Tarihi Emanet Teslim Edildi
Türk Kızılay’ın tarihi arşivlerinden çıkan tarihi bir emanet, 117 yıl sonra sahibine ulaştı. Filistin Cephesi’nde İngilizlere esir düşen Onbaşı Yusuf Saygılı’nın kaleme aldığı mektup, torunu Türk Kızılay Genel Sekreteri Ramazan Saygılı’ya teslim edildi.
Yüzyıllık Emanet Sergisinde Tarihi Keşif
Türk Kızılay’ın ‘Yüzyıllık Emanet: Kızılay Esir Mektupları Sergisi’ sırasında Genel Sekreter Ramazan Saygılı, yetkililere dedesi Onbaşı Yusuf (Hoca) Saygılı’nın 1918 yılında Filistin Cephesi’nde esir düştüğünü ve ona ait bir belge olup olmadığını sordu. Arşivde yapılan titiz inceleme sonucu, 31 Ekim 1918’de İngilizlere esir düşen Onbaşı Yusuf’un ailesi için kaleme aldığı mektup ve esir kartı bir asır sonra gün yüzüne çıkarıldı.
Dedenin Kahramanlık Hikayesi
Ramazan Saygılı, dedesi Onbaşı Yusuf Saygılı’nın hikayesini şöyle anlattı: “Osmanlı’nın yıkılma dönemlerinde 7 cephede savaş verirken o dönem dedem Yusuf Saygılı, Filistin’de savaşırken esir düşmüş. Kızılay Esir Mektupları Sergisi’ndeyken ben yetkililere durumdan bahsettim. Ben esir kartı ve mektupları unuttum. Bir süre sonra Ankara’da toplantıdayken ilgili arkadaşlarımız dedemin mektup ve esir kartlarını teslim ettiler.”
1925’e Kadar Esir Kampında Kaldı
Arşiv kayıtlarına göre, Onbaşı Yusuf Saygılı 1925 yılına kadar esir kampında tutuldu.
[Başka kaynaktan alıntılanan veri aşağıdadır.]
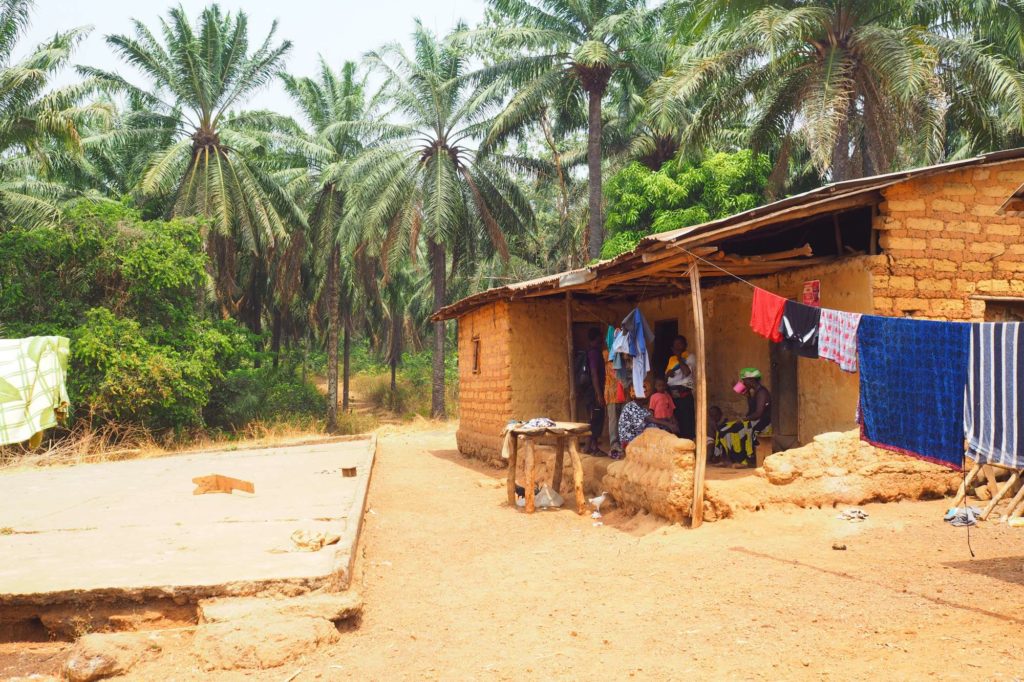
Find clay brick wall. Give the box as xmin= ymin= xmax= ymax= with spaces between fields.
xmin=509 ymin=299 xmax=569 ymax=420
xmin=872 ymin=161 xmax=1024 ymax=321
xmin=456 ymin=301 xmax=512 ymax=461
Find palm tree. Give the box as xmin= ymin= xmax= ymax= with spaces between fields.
xmin=651 ymin=0 xmax=1024 ymax=180
xmin=282 ymin=58 xmax=382 ymax=431
xmin=81 ymin=4 xmax=306 ymax=333
xmin=351 ymin=22 xmax=532 ymax=417
xmin=0 ymin=0 xmax=97 ymax=225
xmin=470 ymin=0 xmax=662 ymax=258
Adana’ya döndükten sonra Saimbeyli ilçesinde imamlık yapan Saygılı, 1960 yılında 72 yaşında hayatını kaybetti.
Tarihi Mektubun İçeriği
Ramazan Saygılı, dedesinin kaleme aldığı Osmanlıca mektupta sağlık durumunu aktarmasının yanı sıra millete, orduya, devlete dua ettiğini, birlik ve beraberlik vurgusu yaptığını belirtti.
Tarihi Bağ ve Anlamlı Mesaj
107 yıl sonra böyle bir hediye almanın kendilerini çok mutlu ettiğini ifade eden Saygılı, “Dedelerimiz dün Filistin ve Gazze için savaşmaya gitmişler. Bizler de aynı yere yardım götüren bir iyilik hareketinin parçasıyız. Dedeme rahmet okudum ve hamdolsun ki biz de aynı yoldayız” dedi.
Bu tarihi buluşma, Türk Kızılay’ın zengin arşivinin önemini bir kez daha gözler önüne sererken, dede-torun arasındaki bu anlamlı bağ, tarihe not düşüldü.